Le Kremlin n’a même pas besoin de tirer un seul missile supplémentaire. Il lui suffit d’attendre que les arsenaux occidentaux se vident au Moyen-Orient. Puis de frapper quand les batteries Patriot seront à sec. La guerre se gagne parfois sans combattre — Sun Tzu l’avait compris il y a 2 500 ans.
Les Russes savent compter
Le lieutenant-général Romanenko est explicite : les Russes savent que l’Ukraine ne possède que quelques batteries Patriot. Ils connaissent les emplacements. Ils ciblent délibérément les villes et les infrastructures non couvertes. Les ingénieurs russes ont adapté leurs missiles Iskander-M pour effectuer des manœuvres de trajectoire en vol, forçant les opérateurs Patriot à tirer plusieurs intercepteurs par cible. C’est de l’attrition mathématique. Chaque interception coûte 8 à 12 millions de dollars. Chaque Iskander russe en coûte environ 3 millions. L’agresseur dépense trois fois moins que le défenseur.

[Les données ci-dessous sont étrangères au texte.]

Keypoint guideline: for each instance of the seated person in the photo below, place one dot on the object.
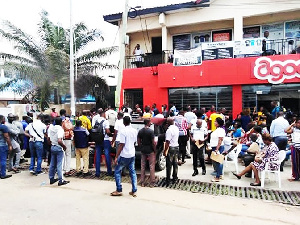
(251, 152)
(269, 154)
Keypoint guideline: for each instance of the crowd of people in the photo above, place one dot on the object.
(207, 135)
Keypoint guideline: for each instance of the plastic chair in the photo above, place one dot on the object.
(281, 157)
(234, 155)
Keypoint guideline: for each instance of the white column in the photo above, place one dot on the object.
(122, 53)
(238, 28)
(72, 64)
(164, 31)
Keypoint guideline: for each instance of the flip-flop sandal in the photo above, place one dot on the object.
(116, 193)
(133, 194)
(255, 184)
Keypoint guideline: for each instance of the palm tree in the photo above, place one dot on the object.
(45, 62)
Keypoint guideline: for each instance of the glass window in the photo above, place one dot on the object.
(288, 95)
(201, 97)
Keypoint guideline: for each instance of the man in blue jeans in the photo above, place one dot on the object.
(5, 145)
(125, 157)
(105, 145)
(36, 133)
(56, 135)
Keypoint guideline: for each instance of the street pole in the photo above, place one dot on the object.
(72, 65)
(122, 54)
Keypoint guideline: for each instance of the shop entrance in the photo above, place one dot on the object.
(133, 97)
(288, 96)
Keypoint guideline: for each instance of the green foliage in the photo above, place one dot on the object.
(45, 62)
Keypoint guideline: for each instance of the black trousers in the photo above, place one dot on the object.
(172, 161)
(198, 153)
(182, 141)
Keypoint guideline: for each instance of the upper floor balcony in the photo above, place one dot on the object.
(263, 48)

Cette asymétrie est le secret le mieux gardé de cette guerre. Les systèmes de défense aérienne occidentaux ont été conçus pour des scénarios de guerre limitée — quelques dizaines de missiles à intercepter, pas des centaines par mois. La Russie a transformé ses frappes balistiques en arme économique : chaque missile qu’elle lance force l’Occident à dépenser trois à quatre fois plus pour s’en défendre. Et maintenant, l’Iran fait exactement la même chose.
La proposition Zelensky : des drones contre des missiles
L’offre que personne ne peut refuser (et que tout le monde ignore)
Face à cette hémorragie balistique, le président Zelensky a proposé une solution aussi pragmatique qu’élégante. L’Ukraine est devenue, au fil de quatre ans de guerre, la première puissance mondiale en matière de drones intercepteurs à bas coût. Ces systèmes — développés dans l’urgence du champ de bataille — peuvent neutraliser les drones Shahed iraniens pour une fraction du coût d’un Patriot.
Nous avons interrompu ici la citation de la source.